Schroders’ chief economist, Keith Wade, explained, “Global growth remains robust, but we have revised down our forecast for 2018 to 3.4% from 3.5%. This largely reflects a soft start to the year in many economies, higher oil prices and increased concerns over trade relations between the US and China.”
The latter are expected to persist into 2019 and weigh on trade and capital investment spending, even if a full trade war does not break out. We now expect 3.2% growth in 2019 (previously 3.3%) with the pace of activity cooling through the year. Meanwhile, we have revised up our inflation forecast for 2018 to 2.7% (from 2.4%) largely as a result of higher oil prices. In the US, which is approaching full capacity, we still expect core inflation to move higher over the next two years.
Wade said: “Led by the US Federal Reserve, developed market central banks are expected to tighten monetary policy over the forecast period. We expect three more 25 basis point rate hikes in the US this year and two next with the fed funds rate reaching 3% by the middle of 2019.
“The European Central Bank is expected to end quantitative easing in 4Q this year and raise rates three times in 2019, ending the era of negative policy rates in the eurozone. The Bank of Japan is expected to adjust its Yield Curve Control policy in 4Q2018, as rising global yields put upward pressure on the 10-year Japanese Government Bond target of zero. In contrast lower inflation, and liquidity concerns, mean that China heads the other way with the People’s Bank of China easing the reserve requirement ratio and policy rates lower.”
The interest rate cycle is expected to turn upwards in India this year and Brazil next year.

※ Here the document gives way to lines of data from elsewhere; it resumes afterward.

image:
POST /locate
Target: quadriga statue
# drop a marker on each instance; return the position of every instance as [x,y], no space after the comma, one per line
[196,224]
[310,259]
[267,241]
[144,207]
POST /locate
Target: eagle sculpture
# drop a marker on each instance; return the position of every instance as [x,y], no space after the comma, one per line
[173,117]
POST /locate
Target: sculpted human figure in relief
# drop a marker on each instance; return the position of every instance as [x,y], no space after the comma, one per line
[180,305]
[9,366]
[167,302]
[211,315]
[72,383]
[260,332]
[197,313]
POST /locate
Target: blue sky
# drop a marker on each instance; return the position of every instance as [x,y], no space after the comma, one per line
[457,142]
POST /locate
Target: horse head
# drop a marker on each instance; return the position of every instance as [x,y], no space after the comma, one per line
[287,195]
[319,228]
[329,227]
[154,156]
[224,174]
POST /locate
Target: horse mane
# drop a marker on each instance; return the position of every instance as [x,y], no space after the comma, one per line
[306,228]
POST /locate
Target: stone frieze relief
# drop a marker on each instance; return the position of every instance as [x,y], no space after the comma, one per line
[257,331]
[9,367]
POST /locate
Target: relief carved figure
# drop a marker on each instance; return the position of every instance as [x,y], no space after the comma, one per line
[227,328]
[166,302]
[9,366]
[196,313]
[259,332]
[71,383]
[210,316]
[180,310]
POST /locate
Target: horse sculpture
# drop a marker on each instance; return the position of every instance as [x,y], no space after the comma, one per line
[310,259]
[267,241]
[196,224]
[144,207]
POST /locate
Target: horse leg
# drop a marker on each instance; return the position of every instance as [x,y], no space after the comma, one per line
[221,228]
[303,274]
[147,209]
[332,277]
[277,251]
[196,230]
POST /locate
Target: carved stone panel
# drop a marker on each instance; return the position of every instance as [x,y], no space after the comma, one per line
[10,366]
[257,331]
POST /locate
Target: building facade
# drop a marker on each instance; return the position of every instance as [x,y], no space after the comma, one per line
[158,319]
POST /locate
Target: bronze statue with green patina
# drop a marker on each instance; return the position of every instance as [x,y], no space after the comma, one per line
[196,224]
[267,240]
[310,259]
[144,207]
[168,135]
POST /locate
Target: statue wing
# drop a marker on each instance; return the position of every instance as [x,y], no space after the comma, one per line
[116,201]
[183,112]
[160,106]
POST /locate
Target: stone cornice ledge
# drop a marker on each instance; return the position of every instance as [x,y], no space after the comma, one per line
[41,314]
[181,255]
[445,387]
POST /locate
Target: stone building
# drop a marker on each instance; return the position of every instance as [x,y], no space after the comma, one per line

Against this backdrop the US dollar is expected to strengthen further in the near term before weakening in 2019 as central banks outside the US begin to tighten.
The latest forecast marks a turning point as it is the first time we have revised down our expectations for global growth since September 2016. The recovery in the world economy led to a series of upgrades with global growth reaching 3.3% in 2017, the strongest for six years.
“Alongside a benign inflation rate, this helped drive risk assets higher. The forecast for 2018 remains robust at 3.4%, so when combined with our forecast for rising inflation we would still say the world economy is in the expansion or reflation phase of the cycle. However, the outlook indicates that we are heading in a more stagflationary direction in late 2018 as growth cools and inflation rises,” Wade explained.